Amharas constitute 90% of the population of Gondar. The Tigrayan make up about 6%, and the Qemant make up about 2% of the population of the city. The remaining ethnic groups make up 2% of the population. 84% of people of Gondar follow Ethiopian Orthodox Christianity, about 12% follow Islam, and about 1% of the population follow Protestant Christianity. Gondar hosts the ruins of ancient Ethiopian empires in the Fasil Ghebbi, a popular tourist attraction in the city.

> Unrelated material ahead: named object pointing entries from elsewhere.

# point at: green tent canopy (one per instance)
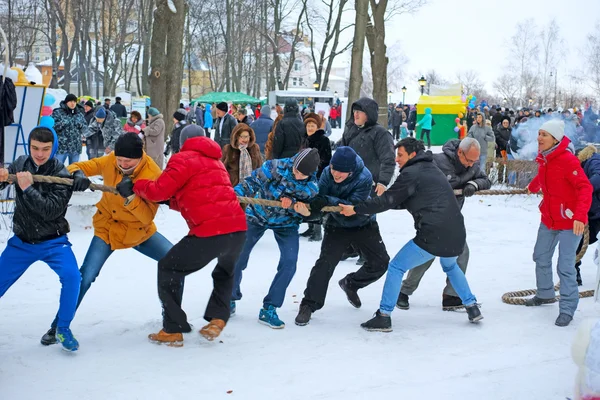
(228, 97)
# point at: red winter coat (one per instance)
(198, 186)
(567, 191)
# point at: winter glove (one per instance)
(80, 181)
(125, 187)
(469, 190)
(318, 203)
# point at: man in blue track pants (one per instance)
(40, 228)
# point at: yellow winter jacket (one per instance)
(119, 225)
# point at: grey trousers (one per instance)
(411, 283)
(545, 245)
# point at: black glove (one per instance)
(318, 203)
(469, 190)
(125, 187)
(80, 181)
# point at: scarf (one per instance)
(245, 163)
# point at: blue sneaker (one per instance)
(66, 338)
(268, 316)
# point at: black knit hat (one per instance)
(70, 97)
(222, 106)
(307, 161)
(129, 145)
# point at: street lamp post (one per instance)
(422, 83)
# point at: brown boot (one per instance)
(213, 329)
(170, 339)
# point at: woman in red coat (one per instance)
(567, 198)
(196, 183)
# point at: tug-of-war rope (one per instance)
(515, 298)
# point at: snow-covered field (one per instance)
(515, 353)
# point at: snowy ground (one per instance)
(515, 353)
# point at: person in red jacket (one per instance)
(567, 198)
(197, 184)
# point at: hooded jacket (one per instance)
(355, 189)
(566, 189)
(118, 225)
(425, 122)
(372, 142)
(40, 210)
(110, 129)
(231, 155)
(197, 185)
(319, 141)
(70, 126)
(273, 181)
(457, 174)
(289, 132)
(424, 191)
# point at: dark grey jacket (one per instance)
(458, 175)
(373, 143)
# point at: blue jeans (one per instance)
(411, 256)
(545, 245)
(57, 253)
(73, 157)
(288, 241)
(155, 247)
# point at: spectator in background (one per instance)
(262, 126)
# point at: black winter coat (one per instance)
(457, 174)
(224, 137)
(289, 134)
(373, 143)
(423, 190)
(40, 209)
(320, 142)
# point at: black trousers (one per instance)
(192, 254)
(367, 240)
(428, 133)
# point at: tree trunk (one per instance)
(358, 48)
(167, 51)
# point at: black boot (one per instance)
(316, 235)
(402, 302)
(308, 232)
(351, 293)
(304, 315)
(579, 281)
(49, 337)
(474, 313)
(379, 323)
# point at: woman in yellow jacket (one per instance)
(121, 222)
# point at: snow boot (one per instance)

Mek'ele is the third largest city in Ethiopia with a population of 480,217 people. It is the capital of the Tigray Region, and it is classified as a special zone administratively. Mek'ele was founded at some point in the 13th century and started to become a major city in the 1870's. The population of Mek'ele is overwhelmingly Tigray, who make up about 96% of the population, while about 2% are Amhara and the remaining 2% are other ethnic groups. 93% of the people of Mek'ele follow Ethiopian Orthodox Christianity. About 6% of the population practices Islam and all other religious are about 1%. Mek'ele has a reputation as being the political, economic and cultural center of the northern part of Ethiopia. The two major landmarks in the city are the Tigrayan People's Liberation Front Monument, which is visible from any vantage-point in the city and the complex of three castles built by Emperor Yohannes IV in the late 19th century that now serves as a museum.
2. Dire Dawa
Dire Dawa is the second largest city in Ethiopia with a population of 1,274,869 people. It is one of two cities in the country that have the special status as chartered cities, with the other being Addis Ababa. Dire Dawa is located on the Dechatu River in the eastern part of Ethiopia. The city was created in 1902 once the line of the Imperial Railway Company of Ethiopia was established to connect to the site of the former village of Addis Harar, which became Dire Dawa. The population of Dire Dawa is pretty diverse with 45% of people being from the Oromo ethnic group, 25% are Somali, 23% are Amhara, 3% are Gurage, and 1% of the population are Harari. About 70% of the population follow Islam. About a quarter of the population, 25%, follow Ethiopian Orthodox Christianity, about 2% are Protestants, and 0.4% are Catholic. The city is known for being an industrial center, having several large market centers and Haramaya University is located just outside of town.
1. Addis Ababa
Addis Ababa is the largest city in Ethiopia and one of the ten largest cities in all of Africa with a population of 4,567,857 people. Addis Ababa is not only the capital of Ethiopia, but it also has a special status as a chartered city. The capital is located at the foot of Mount Entoto and also helps to form part of the watershed for the Awash River. Emperor Menelik II founded the city in 1886 after the site was chosen by his wife, Taytu Betul. In 1889 when Menelik II became Emperor of Ethiopia he declared Addis Ababa as the capital of Ethiopia.
As the capital city, Addis Ababa has great ethnic diversity. 56% of the population are Amhara, 34% Oromo, 16% Gurage, 5% Tigray, 3% Silt'e, and 1% Gamo. About 75% the people in Addis Ababa follow Ethiopian Orthodox Christianity, 16% follow Islam, 7% are Protestant Christians, and 0.5% are Catholic. The capital is often referred to as the "political capital of Africa" since it is home to many continental and international organizations, like the African Union, the United Nations Economic Commission for Africa (UNECA) and many more groups. The capital is also home to many cultural sites like the Imperial Palace, National Palace, Holy Trinity Cathedral and various museums.